Na leitura da superintende do Fundo Brasil, frente a tamanha precarização, não é possível falar sobre inclusão produtiva sem falar sobre promoção do trabalho digno: aquele que respeita direitos, é realizado em segurança e resulta em remuneração justa.
Para Maitê Lourenço, da Blackrocks, essa é uma discussão que precisa ser racializada. “Cada vez mais usamos novos termos para mascarar problemas antigos”, disse. “Quando falamos sobre exclusão produtiva, estamos falando sobre racismo”. Viviane, da Arymax, destacou que “o Brasil tem uma história de exclusão sistemática de muitos grupos, que passa pela escravidão e continua no período pós industrialização, valorizando mais a produtividade do que as pessoas”.
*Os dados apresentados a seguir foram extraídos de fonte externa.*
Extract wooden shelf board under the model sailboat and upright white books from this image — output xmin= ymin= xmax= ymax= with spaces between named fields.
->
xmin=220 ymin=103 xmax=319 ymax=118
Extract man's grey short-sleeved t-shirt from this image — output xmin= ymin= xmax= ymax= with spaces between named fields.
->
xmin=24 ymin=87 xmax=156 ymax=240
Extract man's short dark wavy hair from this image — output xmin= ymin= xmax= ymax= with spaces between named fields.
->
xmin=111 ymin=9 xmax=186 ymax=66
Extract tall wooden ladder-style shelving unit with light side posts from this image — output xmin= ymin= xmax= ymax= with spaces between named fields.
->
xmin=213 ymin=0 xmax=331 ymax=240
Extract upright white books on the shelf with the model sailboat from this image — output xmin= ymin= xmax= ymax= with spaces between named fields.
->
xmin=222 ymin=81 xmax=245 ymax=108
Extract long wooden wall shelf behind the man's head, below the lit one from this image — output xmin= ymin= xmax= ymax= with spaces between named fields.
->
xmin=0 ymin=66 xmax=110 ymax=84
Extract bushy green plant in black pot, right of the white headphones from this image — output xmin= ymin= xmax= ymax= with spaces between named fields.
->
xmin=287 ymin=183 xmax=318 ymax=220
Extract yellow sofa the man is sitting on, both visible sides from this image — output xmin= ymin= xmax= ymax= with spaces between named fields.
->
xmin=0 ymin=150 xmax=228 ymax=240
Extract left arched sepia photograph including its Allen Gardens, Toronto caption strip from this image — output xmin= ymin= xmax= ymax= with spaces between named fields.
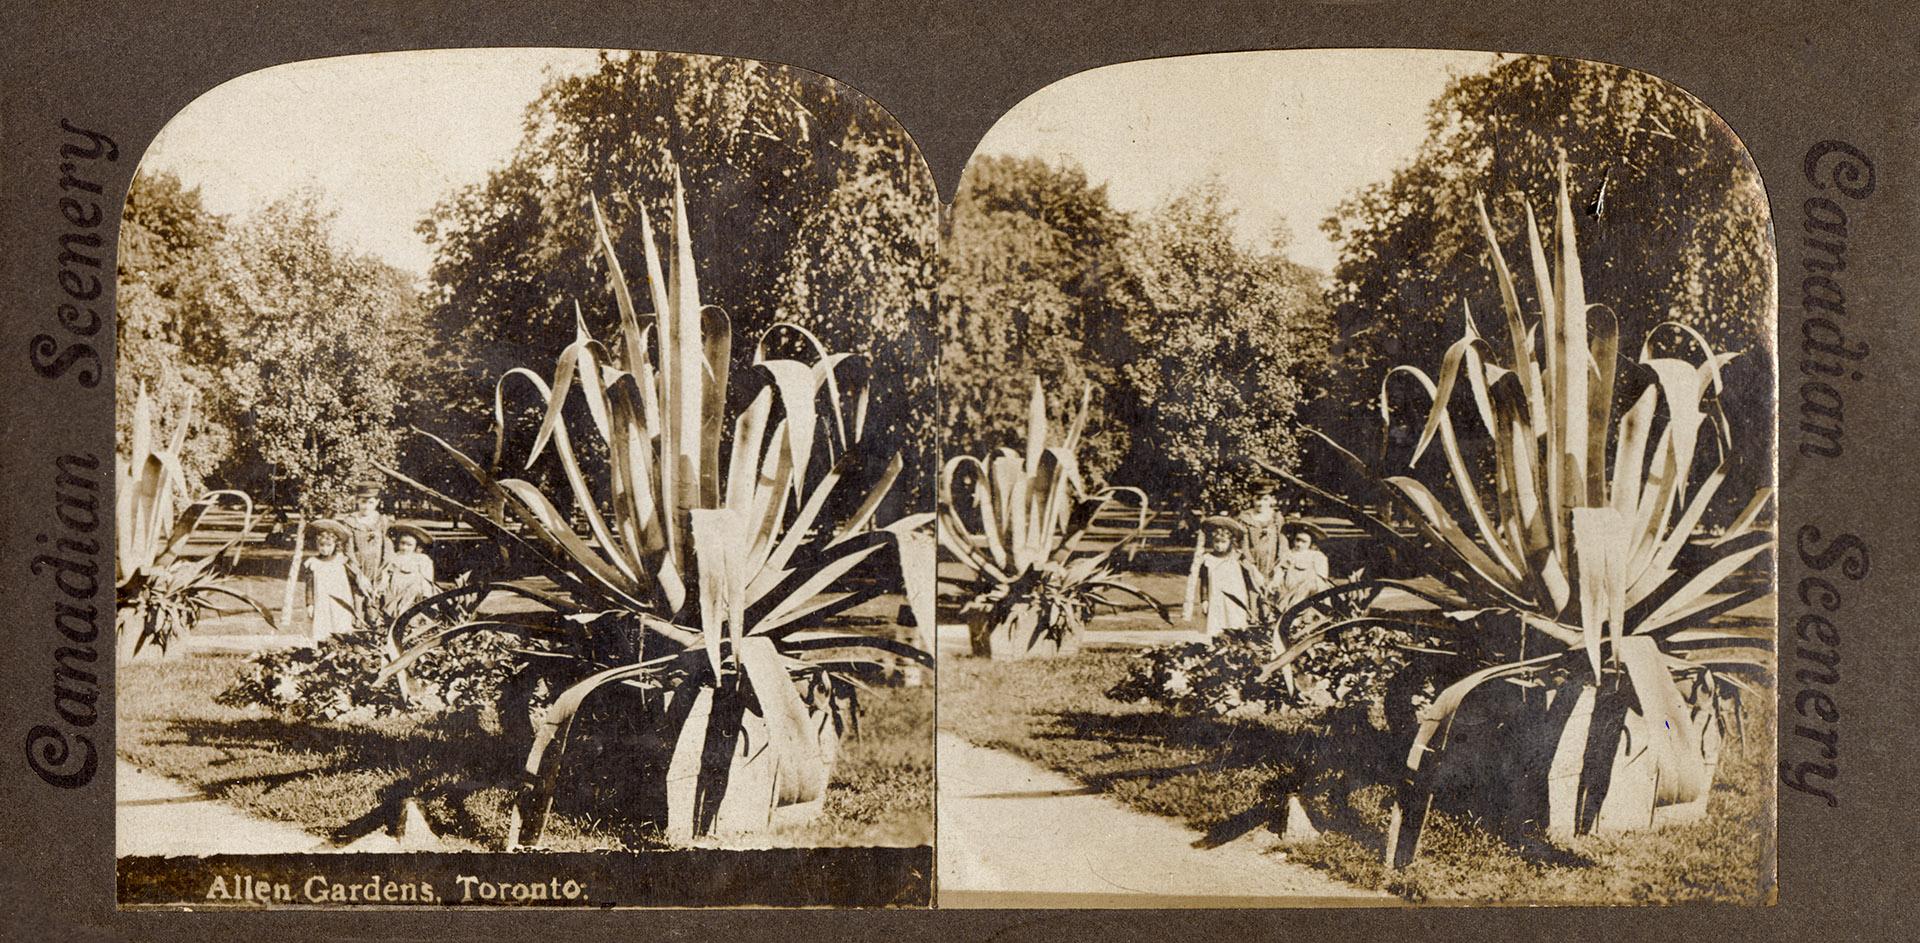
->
xmin=115 ymin=50 xmax=939 ymax=908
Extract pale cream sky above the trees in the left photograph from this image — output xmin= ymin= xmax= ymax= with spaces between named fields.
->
xmin=142 ymin=48 xmax=595 ymax=277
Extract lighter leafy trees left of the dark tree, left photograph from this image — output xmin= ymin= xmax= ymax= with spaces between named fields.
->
xmin=115 ymin=173 xmax=438 ymax=513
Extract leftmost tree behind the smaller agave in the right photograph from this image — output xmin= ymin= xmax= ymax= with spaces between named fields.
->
xmin=939 ymin=156 xmax=1129 ymax=476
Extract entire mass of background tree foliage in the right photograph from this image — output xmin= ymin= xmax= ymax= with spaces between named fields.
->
xmin=941 ymin=58 xmax=1772 ymax=511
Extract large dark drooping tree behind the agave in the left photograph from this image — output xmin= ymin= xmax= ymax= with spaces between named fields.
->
xmin=420 ymin=52 xmax=939 ymax=487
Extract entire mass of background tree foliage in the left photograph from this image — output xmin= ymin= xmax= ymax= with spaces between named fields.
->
xmin=119 ymin=52 xmax=939 ymax=513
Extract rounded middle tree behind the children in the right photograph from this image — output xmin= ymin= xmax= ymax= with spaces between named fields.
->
xmin=1117 ymin=181 xmax=1332 ymax=511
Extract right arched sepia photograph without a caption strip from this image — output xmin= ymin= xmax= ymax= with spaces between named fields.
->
xmin=937 ymin=50 xmax=1778 ymax=907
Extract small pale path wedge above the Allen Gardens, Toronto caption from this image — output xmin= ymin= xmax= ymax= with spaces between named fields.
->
xmin=113 ymin=761 xmax=330 ymax=855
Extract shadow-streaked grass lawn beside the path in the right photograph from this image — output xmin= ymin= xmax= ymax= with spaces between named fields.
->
xmin=939 ymin=651 xmax=1772 ymax=903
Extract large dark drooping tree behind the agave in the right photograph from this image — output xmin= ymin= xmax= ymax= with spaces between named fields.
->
xmin=1319 ymin=56 xmax=1772 ymax=492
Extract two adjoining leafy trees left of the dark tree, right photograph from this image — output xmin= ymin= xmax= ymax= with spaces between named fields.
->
xmin=941 ymin=157 xmax=1332 ymax=507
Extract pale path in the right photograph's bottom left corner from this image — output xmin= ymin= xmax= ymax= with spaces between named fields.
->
xmin=937 ymin=734 xmax=1396 ymax=907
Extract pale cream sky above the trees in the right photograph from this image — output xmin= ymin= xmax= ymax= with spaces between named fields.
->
xmin=977 ymin=50 xmax=1494 ymax=269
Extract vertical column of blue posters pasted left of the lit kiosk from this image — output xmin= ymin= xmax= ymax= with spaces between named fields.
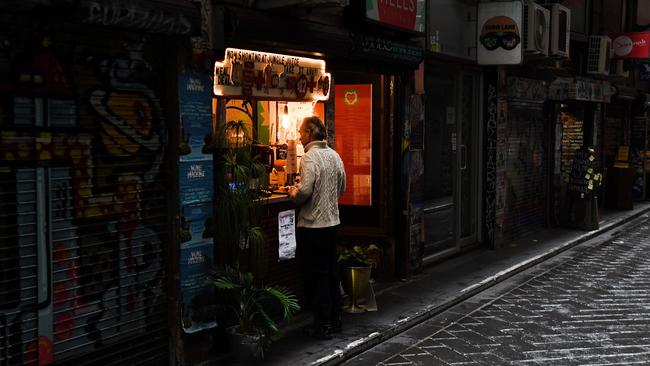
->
xmin=178 ymin=74 xmax=217 ymax=333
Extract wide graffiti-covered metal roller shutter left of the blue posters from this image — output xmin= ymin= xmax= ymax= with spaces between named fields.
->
xmin=50 ymin=28 xmax=169 ymax=365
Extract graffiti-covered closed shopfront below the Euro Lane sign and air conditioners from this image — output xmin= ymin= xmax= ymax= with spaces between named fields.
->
xmin=495 ymin=77 xmax=548 ymax=246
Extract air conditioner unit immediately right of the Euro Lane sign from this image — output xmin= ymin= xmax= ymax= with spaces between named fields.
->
xmin=523 ymin=0 xmax=551 ymax=55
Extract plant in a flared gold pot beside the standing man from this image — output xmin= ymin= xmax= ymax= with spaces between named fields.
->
xmin=338 ymin=244 xmax=381 ymax=313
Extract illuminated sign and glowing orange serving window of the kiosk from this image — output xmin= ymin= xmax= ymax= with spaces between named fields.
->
xmin=213 ymin=48 xmax=331 ymax=188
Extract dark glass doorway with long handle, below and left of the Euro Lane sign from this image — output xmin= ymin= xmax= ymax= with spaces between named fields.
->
xmin=423 ymin=69 xmax=481 ymax=261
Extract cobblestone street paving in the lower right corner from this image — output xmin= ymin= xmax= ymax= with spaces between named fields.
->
xmin=346 ymin=221 xmax=650 ymax=366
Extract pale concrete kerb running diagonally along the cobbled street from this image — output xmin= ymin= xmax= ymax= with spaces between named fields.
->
xmin=311 ymin=206 xmax=650 ymax=366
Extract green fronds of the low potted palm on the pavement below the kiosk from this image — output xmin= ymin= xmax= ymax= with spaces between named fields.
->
xmin=208 ymin=265 xmax=300 ymax=342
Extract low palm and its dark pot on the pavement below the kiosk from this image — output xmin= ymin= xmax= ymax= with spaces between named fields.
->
xmin=208 ymin=266 xmax=300 ymax=363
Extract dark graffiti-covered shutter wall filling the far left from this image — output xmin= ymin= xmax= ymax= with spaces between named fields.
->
xmin=0 ymin=21 xmax=168 ymax=364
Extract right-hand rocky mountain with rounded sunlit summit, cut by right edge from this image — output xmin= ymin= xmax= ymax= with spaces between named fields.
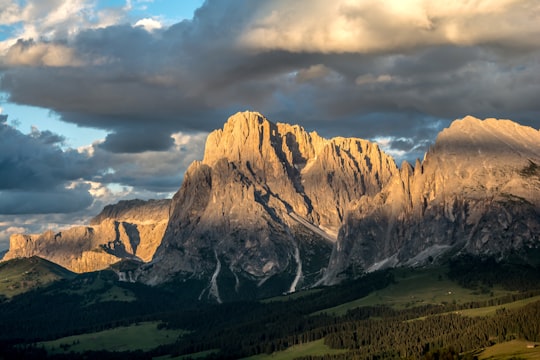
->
xmin=325 ymin=116 xmax=540 ymax=283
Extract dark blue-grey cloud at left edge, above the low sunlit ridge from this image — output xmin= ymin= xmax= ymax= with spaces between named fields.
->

Na avaliação dos debatedores, apesar do cenário delicado, é possível reverter esse quadro — e avançar. Ana Valéria acredita que as soluções propostas devem, necessariamente, retomar garantias asseguradas pela Constituição Federal de 1988. “A Carta foi um marco histórico na trajetória de trabalhadores – elevou o direito ao trabalho à condição de direito fundamental”, lembrou a superintendente. Tal conquista foi resultado de anos de mobilização da sociedade civil organizada.
Segundo Ana Valéria, num cenário de deterioração de garantias trabalhistas, cabe à filantropia apoiar organizações que trabalham para promover direitos no campo do trabalho. “Essa é uma tarefa coletiva da sociedade brasileira, de realização de direitos constitucionais”.
É nessa chave que o Fundo Brasil trabalha. Em dezembro de 2022, a instituição lançou o Labora – fundo de trabalho digno. A iniciativa é um esforço de criação coletiva do Fundo Brasil de Direitos Humanos, Laudes Foundation, Fundação Ford e Open Society Foundations. O projeto, com investimento inicial de US$ 8,5 milhões (cerca de R$ 45 milhões), tem como objetivo apoiar e fortalecer a sociedade civil em suas múltiplas frentes de luta por trabalho digno, buscando superar as desigualdades de raça e gênero que estruturam a sociedade brasileira e impulsionando a consolidação de um campo social robusto e autônomo nessa luta. O primeiro edital do Labora foi lançado em dezembro, e deve selecionar 25 organizações que receberão apoios. Os resultados serão divulgados no dia 01 de maio.